Bi-variate data

Bi-variate data is a matrix of dependent variables, but since each row typically has an associated independent data point, bi-variate data is specified with the associated first independent variable specified as first column of the matrix. The second independent variable is specified as auxiliary data of the type treat, not as a first row of the data-matrix. The reason is that it can be quantitative or qualitative, such as "female" and "male". This might also apply to the first independent variable, which needs to be numeric, but we might not allow interpolation for presentation purposes. An extra complicating factor is that particular data-points might be missing. For this reason the code accepts such missing data if specified as NaN (Not a Number). Other auxiliary data might be associated to any data, so also to bi-variate data. The predict-file should specify the prediction for all dependent variables in matrix-form (and not include the independent variables). Bi-variate data does not have a separate coding system, since the underscore-extension of uni-variate data gives suffient possibilities to specify codes.
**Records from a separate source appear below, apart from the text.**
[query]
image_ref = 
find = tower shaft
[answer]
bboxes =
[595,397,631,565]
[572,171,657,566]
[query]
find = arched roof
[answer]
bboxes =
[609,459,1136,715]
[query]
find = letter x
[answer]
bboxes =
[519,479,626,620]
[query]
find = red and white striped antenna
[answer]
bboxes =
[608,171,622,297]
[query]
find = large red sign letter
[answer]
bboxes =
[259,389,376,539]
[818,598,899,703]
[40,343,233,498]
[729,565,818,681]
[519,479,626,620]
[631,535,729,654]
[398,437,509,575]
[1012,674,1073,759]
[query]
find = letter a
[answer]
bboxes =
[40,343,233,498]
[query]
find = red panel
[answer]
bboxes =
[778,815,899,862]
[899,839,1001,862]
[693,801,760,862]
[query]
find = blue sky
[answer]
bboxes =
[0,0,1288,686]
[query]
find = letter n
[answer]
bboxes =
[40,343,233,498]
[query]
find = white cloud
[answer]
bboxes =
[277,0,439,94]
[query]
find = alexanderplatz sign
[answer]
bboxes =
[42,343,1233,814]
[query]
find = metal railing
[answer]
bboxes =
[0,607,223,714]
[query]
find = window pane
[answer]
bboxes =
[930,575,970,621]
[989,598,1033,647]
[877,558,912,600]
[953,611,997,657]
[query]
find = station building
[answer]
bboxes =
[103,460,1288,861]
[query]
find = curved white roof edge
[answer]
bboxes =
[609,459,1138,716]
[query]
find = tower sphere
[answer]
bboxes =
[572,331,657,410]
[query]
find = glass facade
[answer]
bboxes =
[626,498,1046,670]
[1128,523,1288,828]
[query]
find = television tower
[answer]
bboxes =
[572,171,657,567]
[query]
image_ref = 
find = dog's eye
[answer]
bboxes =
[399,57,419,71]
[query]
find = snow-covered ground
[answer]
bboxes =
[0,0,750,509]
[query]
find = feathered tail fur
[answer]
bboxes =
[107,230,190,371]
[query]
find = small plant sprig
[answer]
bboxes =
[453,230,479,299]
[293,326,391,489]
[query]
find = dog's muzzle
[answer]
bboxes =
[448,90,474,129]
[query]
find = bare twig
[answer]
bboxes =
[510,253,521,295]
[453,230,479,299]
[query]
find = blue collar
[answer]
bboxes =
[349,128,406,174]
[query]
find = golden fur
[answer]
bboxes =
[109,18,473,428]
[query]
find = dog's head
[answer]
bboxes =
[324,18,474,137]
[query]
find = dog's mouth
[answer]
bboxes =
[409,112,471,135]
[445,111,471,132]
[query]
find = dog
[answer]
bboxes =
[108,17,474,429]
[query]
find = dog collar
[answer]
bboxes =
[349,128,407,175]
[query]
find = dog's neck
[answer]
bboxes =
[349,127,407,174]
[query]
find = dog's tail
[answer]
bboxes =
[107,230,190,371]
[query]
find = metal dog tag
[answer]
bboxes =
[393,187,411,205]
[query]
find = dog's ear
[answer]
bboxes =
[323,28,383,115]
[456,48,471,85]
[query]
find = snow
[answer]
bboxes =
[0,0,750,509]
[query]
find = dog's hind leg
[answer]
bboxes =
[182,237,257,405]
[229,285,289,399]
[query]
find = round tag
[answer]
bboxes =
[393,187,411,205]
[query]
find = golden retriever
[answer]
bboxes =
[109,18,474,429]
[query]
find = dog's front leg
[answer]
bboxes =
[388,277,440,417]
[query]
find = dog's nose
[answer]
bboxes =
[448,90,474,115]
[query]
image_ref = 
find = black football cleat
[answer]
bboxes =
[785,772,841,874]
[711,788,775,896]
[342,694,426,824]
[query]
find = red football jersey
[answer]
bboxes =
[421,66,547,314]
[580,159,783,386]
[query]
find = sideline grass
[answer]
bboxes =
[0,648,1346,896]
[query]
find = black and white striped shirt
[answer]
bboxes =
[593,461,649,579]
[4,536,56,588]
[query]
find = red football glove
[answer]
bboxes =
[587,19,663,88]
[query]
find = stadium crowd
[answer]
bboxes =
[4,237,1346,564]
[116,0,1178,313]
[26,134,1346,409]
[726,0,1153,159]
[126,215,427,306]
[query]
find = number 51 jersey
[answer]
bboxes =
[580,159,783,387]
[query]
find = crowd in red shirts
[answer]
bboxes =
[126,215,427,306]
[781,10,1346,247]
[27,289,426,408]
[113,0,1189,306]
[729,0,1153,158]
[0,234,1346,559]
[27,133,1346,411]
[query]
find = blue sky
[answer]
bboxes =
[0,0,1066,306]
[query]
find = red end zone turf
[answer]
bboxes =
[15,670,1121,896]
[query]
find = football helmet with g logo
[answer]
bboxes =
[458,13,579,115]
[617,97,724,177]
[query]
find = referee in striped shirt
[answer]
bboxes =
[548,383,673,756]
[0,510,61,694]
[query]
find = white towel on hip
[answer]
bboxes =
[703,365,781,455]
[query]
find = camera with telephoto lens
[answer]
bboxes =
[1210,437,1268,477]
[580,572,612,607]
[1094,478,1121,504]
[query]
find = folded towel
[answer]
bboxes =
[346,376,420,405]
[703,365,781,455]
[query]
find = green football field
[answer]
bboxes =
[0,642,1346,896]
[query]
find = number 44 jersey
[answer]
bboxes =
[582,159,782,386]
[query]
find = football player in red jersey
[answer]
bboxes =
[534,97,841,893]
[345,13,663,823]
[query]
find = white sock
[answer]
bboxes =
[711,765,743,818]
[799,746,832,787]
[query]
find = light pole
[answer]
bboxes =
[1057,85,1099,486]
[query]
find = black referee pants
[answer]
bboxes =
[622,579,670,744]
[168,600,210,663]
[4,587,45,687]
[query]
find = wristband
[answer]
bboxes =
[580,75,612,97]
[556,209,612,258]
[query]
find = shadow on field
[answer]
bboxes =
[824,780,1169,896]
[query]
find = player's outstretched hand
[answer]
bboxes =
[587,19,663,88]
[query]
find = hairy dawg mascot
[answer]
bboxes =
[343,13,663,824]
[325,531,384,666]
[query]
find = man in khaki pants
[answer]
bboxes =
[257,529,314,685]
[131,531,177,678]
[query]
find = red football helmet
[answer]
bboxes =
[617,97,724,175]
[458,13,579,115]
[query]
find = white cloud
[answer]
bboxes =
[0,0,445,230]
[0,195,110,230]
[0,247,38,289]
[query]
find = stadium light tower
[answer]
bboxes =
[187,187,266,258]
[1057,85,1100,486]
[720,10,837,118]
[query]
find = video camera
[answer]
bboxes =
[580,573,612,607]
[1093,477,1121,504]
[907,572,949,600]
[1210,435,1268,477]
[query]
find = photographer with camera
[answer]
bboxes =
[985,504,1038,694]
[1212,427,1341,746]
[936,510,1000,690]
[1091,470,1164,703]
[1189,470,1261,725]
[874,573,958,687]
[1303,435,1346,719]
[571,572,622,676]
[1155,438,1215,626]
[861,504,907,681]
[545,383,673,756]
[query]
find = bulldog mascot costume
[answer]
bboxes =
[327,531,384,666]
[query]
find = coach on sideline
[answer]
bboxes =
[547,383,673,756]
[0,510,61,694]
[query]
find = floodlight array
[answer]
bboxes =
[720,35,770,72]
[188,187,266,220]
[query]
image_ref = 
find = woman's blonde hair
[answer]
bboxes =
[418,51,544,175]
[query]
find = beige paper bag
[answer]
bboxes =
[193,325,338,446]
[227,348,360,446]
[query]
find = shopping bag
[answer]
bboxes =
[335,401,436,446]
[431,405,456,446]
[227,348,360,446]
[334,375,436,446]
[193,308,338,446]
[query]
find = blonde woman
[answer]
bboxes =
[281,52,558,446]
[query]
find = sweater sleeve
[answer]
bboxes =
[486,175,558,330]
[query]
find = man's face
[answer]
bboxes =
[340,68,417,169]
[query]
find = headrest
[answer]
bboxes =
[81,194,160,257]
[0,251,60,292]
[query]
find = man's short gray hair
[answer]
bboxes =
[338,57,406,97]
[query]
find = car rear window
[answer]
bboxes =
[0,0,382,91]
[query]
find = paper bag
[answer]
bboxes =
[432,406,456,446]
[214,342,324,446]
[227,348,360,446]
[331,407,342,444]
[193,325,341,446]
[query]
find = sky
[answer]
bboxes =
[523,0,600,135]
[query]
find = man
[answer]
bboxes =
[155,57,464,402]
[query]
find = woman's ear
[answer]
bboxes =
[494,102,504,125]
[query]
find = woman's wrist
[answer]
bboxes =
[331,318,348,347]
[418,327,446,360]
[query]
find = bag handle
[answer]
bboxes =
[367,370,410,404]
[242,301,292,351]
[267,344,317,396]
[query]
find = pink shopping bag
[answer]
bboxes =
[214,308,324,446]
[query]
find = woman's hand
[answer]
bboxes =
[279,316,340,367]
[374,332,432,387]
Specifying bi-variate data

Example of a bi-variate data set with predictions Suppose that we want to specify time-weight data for females and males in data matrix data.tW, which now has 3 columns. The auxiliary data of the type treat is specified as a cell-string of 2 elements: auxData.treat.tW = {1, {'f', 'm'}). The second element specifies the second independent variable, which can be a vector of values, but is here a cell-string of labels. The first element is a scalar, which controls the way in which the results are presented. It can have the values
  • 0 for no interpolation in the first as well as the second independent variable; the result is a plot with markers; filled dots for data, open ones for predictions. The second element of treat is here optional; it is used to avoid interpolation in the first independent variable. A legend will be plotted in a separate figure.
  • 1 for interpolating the first independent variable, but not the second one: the results is a plot with filled dots for the data and curves for the predictions. The second element of treat can be a vector of values or a cell-string of labels. A legend will be plotted in a separate figure.
  • 2 for interpolating the first as well as the second independent variable; the result is a plot with filled dots for the data and a 3-dim mesh for the predictions. The second element of treat must here be a vector of values. The data-points are connected to the mesh in red if above the mesh, or blue under. Matlab allows rotation of the plot in the tool-bar of the figure.
In the example treat is added directly to auxData, but this is more typically done in 2 steps, by first filling treat and later in the mydata-file adding treat to auxData by auxData.treat = treat. You can specify a title for the legend by label.treat.tW = 'gender'; and later add label to txtData (as usual).

Entries giving examples of specification of bi-variate data in the mydata-file: Bolinopsis mikado (first element of treat is 0), Cuon alpinus (first element of treat is 1), Culex_pipiens (first element of treat is 2) and Dolioletta gegenbauri (first element of treat is 2). The last example concerns several bi-variate data sets. Notice that the predict-file needs to receive the auxiliary data treat for each bi-variate data set, even if the values are the same. This is because the predict file is called several times to get predictions points as well as curves. The predict-file should specify the prediction for all dependent variables in the form of a matrix.

Like for all plots, you can specify a title and/or a subtitle, e.g. txtData.title.tW = 'data for females, males'. Titles are part of the plot, but subtitles only appear in the modal-presentation in html on the AmP website. The latter might be more attractive if you want to use the plot for publication.

An extra complicating factor is that particular data-points might be missing. For this reason the code accepts such missing data if specified as NaN (Not a Number). Other auxiliary data might be associated to any data, so also to bi-variate data.